Notre Aoyama, vient d'atteindre l'un des sommets de sa montagne ... et ... (enfin je crois !). 
Longue vie, nombreux posts et PM ! 

Amicalement,


----------



## Nunty

מזל טוב אויאמא


----------



## carolineR

*CONGRATULATIONS, AOYAMA*
Which heights are you contemplating at the moment ?
This one, 
Or this one?


----------



## Flaminius

*おめでとう
 ！
for your achievment.*​


----------



## geve

Il y au moins autant de talent dans ce forero, que de voyelles dans son nom... *Félicitations Aoyama !* Un p'tit casse-croûte ?


----------



## Aoyama

Merci à tous pour cette gentille attention.
Mais pourquoi 1200 plutôt que 1000 ou 1350 ?
Est-ce une_ référence_ à 120 ans, les six-vingts d'Harpagon ?

Quoiqu'il en soit, merci, 有難う, 5 U, todah rabah !

Une petite pensée pour aller avec (mais qui ne nous concerne pas) :

*Beaucoup de gens n'ont comme culture que celle des bactéries  !*


----------



## Crescent

Félicitations, Aoyama!!!  Et merci beaucoup pour votre aide sur les forums!!


----------



## mickaël

Aoyama said:


> Une petite pensée pour aller avec (mais qui ne nous concerne pas) :
> 
> *Beaucoup de gens n'ont comme culture que celle des bactéries  !*


Ah ben oui, ça, ça donne drôlement envie aux plus "petits" de poster ici.  Tant pis, je tenais quand même à vous féliciter chaleureusement et vous remercier pour la qualité de vos messages sur les forums français, à défaut de pouvoir le faire pour les autres forums, où je ne peux pas vous lire. Et je voulais aussi dire que j'aime bien votre caractère.


----------



## Aoyama

Merci pour ces bonnes paroles qui me vont droit au coeur.


----------



## Eugin

Just wanted to enter this Congrats post to say that I think you are an absolute genious for having the capacity of dealing with so many languages, Aoyama!!!

You are truly an inspiration for many of us here!!!

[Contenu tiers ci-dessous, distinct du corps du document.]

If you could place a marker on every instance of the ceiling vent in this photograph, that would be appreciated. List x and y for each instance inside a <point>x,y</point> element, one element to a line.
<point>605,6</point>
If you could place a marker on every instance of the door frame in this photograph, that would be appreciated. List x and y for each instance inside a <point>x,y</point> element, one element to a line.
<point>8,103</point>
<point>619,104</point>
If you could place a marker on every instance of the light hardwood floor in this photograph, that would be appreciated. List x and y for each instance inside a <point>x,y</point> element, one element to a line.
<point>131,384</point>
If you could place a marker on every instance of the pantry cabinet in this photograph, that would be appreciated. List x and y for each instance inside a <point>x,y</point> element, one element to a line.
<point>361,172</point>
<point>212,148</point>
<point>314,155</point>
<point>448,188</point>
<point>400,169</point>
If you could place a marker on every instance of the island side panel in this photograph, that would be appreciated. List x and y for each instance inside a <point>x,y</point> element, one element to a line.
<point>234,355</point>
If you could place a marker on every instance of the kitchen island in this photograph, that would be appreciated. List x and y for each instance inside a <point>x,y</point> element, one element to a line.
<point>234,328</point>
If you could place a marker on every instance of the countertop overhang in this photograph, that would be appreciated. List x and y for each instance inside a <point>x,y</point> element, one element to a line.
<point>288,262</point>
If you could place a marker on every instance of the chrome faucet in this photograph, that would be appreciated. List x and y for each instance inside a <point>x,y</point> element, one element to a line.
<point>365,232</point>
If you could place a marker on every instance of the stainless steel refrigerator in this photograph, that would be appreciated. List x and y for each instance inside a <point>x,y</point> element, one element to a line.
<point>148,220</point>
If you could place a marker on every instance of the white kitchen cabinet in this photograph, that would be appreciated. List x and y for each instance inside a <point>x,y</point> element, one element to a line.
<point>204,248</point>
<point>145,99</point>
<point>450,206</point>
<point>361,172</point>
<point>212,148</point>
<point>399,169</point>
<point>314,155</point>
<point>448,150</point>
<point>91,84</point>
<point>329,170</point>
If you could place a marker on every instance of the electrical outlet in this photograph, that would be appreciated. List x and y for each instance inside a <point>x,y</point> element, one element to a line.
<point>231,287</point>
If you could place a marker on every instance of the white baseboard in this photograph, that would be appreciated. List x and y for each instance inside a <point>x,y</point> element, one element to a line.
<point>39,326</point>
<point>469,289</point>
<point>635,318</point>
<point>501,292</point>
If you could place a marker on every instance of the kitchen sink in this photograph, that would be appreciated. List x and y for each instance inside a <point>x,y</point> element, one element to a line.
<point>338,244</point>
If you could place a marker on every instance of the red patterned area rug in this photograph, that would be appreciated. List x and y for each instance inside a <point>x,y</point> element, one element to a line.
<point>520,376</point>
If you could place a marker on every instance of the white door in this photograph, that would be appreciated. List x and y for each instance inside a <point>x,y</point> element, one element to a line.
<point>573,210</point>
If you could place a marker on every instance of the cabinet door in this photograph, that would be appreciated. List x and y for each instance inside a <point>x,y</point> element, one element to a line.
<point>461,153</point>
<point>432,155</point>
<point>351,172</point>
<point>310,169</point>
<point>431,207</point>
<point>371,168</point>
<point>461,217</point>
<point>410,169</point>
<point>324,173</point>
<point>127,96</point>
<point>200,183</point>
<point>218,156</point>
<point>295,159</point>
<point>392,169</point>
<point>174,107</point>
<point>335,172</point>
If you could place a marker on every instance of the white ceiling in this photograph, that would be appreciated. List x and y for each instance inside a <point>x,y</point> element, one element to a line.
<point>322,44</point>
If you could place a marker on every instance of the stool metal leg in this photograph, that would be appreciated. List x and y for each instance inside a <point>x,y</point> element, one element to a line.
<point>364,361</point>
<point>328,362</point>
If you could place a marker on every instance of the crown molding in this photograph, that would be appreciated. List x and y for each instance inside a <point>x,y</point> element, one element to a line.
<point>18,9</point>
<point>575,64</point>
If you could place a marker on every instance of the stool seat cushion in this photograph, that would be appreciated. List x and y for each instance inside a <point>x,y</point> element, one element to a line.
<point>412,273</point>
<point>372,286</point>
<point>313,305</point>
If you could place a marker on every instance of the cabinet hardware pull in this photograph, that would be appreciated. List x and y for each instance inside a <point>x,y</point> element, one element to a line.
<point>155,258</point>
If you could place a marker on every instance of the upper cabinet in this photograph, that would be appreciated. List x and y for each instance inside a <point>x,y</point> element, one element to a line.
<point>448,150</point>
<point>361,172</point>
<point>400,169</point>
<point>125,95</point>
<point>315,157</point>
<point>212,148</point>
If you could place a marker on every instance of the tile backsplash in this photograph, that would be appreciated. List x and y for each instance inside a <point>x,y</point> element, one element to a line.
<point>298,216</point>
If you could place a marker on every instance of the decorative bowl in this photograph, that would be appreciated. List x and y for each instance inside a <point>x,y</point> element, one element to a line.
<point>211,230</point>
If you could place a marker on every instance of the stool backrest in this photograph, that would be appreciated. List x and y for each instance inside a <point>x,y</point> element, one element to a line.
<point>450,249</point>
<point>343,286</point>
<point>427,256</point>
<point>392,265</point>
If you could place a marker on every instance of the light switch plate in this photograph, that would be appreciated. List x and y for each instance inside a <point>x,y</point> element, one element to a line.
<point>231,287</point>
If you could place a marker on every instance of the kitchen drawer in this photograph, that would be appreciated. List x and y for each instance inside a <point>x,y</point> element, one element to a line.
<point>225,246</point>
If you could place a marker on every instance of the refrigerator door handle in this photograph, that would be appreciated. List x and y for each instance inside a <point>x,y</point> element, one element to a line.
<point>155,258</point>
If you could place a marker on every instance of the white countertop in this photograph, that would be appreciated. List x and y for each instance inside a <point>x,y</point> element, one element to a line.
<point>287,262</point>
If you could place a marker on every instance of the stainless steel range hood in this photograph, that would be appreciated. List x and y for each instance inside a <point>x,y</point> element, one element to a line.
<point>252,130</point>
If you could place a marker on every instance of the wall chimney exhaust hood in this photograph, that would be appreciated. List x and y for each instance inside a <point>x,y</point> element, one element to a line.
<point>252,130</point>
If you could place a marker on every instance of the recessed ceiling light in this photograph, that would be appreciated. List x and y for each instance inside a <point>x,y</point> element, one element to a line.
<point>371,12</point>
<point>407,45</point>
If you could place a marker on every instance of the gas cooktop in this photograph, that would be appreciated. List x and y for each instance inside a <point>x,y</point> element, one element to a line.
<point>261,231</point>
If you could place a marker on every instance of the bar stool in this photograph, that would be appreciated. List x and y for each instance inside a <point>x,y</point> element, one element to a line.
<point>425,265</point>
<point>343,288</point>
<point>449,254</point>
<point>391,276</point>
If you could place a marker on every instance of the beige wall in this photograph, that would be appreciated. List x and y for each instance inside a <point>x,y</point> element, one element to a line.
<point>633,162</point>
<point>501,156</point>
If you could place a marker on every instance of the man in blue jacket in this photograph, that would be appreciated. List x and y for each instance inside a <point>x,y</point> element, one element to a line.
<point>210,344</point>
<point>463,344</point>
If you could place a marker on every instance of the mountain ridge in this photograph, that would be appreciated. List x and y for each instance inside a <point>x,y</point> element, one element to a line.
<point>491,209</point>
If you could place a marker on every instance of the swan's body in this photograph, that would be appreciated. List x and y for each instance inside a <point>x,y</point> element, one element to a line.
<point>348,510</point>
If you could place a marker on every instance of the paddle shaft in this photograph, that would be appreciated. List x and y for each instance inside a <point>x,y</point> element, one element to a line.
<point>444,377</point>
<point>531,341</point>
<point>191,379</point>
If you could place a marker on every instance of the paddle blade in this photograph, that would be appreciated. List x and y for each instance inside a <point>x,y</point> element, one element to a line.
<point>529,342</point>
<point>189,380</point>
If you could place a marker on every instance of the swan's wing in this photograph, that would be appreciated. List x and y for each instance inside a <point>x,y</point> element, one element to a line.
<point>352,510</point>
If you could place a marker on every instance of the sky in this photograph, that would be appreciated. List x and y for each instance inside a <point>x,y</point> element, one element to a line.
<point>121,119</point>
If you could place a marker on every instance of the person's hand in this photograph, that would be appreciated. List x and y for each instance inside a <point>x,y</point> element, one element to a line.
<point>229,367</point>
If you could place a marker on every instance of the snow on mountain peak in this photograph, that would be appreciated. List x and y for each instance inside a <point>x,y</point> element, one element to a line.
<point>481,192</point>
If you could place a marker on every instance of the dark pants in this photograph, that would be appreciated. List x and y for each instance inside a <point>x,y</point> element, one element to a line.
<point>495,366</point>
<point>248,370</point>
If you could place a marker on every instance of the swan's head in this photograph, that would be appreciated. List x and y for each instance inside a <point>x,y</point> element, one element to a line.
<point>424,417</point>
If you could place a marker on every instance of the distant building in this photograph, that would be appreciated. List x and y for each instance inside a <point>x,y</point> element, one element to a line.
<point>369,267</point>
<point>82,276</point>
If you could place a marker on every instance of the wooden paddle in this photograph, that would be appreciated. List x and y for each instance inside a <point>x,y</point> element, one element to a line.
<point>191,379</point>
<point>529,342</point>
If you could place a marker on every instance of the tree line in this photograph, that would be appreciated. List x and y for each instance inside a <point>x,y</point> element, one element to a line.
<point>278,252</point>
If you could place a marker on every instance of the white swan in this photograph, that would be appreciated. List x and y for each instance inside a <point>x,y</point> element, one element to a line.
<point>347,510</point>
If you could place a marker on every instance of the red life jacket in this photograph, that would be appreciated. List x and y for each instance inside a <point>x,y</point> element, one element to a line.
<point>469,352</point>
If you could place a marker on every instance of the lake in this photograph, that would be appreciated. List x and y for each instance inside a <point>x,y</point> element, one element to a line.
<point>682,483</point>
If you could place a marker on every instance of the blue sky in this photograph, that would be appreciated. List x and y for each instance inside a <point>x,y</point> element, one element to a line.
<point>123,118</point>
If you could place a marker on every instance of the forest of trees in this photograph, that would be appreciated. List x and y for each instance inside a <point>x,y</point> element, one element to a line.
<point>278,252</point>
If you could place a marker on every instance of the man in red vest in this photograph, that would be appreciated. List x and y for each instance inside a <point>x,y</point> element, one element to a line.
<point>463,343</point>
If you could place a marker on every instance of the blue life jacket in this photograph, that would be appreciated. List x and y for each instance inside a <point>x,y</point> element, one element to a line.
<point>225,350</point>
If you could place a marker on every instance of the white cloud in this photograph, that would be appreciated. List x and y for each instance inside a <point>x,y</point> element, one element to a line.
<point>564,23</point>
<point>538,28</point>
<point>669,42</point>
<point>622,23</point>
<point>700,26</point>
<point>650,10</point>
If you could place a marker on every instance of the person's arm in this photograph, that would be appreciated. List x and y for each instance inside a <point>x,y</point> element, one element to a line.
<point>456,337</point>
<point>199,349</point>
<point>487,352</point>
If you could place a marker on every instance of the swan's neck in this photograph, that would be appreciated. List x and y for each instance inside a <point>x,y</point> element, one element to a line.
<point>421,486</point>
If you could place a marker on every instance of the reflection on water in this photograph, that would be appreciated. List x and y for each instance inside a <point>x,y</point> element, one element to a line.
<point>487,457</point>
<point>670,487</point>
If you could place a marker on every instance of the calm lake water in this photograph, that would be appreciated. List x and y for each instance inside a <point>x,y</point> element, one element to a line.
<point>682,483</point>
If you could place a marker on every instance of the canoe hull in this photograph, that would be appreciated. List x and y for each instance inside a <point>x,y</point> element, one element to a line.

*SINCERE CONGRATULATIONS WITH MOST ADMIRATION, SIR!*!!  ​


----------



## Aoyama

Muchissimas gracias !
One phrase I like (and often use), which sums up everything about languages :
el que aprende una nueva lengua adquiere una nueva alma
_(Juan Ramon Jimenez)_
learning a new language is like changing yourself into new clothes. One should change often, it makes you look nicer and is vital to your _mental hygiene_.


----------